Assim o rei não deu ouvidos ao povo, porque esta mudança vinha de Deus, para que o Senhor confirmasse a sua palavra, a qual fallara pelo ministerio d'Ahias, o silonita, a Jeroboão, filho de Nebat.
16 Toen het ganse volk Israel zag, dat de koning naar hen niet hoorde, zo antwoordde het volk den koning, zeggende: Wat deel hebben wij aan David? Ja, geen erve hebben wij aan den zoon van Isai; een ieder naar uw tenten, o Israel! Voorzie nu uw huis, o David! Zo ging het ganse Israel naar zijn tenten.

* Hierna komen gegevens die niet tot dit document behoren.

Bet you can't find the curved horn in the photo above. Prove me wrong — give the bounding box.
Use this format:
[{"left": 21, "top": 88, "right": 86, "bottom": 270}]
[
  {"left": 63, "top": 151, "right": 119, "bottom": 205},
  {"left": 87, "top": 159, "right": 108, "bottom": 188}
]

Vendo pois todo o Israel, que o rei lhes não dava ouvidos, então o povo respondeu ao rei, dizendo: Que parte temos nós com David? já não temos herança no filho d'Isai; Israel, cada um ás suas tendas! Olha agora pela tua casa, ó David. Assim todo o Israel se foi para as suas tendas.
17 Doch aangaande de kinderen van Israel, die in de steden van Juda woonden, over die regeerde Rehabeam ook.
Porém, quanto aos filhos de Israel, que habitavam nas cidades de Judah, sobre elles reinou Roboão.
18 Toen zond de koning Rehabeam Hadoram, die over de schatting was; en de kinderen Israels stenigden hem met stenen, dat hij stierf; maar de koning Rehabeam verkloekte zich, om op een wagen te klimmen, dat hij naar Jeruzalem vluchtte.
Então o rei Roboão enviou a Hadoram, que tinha cargo dos tributos; porém os filhos d'Israel o apedrejaram com pedras, de que morreu: então o rei Roboão se esforçou a subir para o seu carro, e fugiu para Jerusalem.
19 Alzo vielen de Israelieten van het huis van David af, tot op dezen dag.
Assim se rebellaram os israelitas contra a casa de David, até ao dia d'hoje.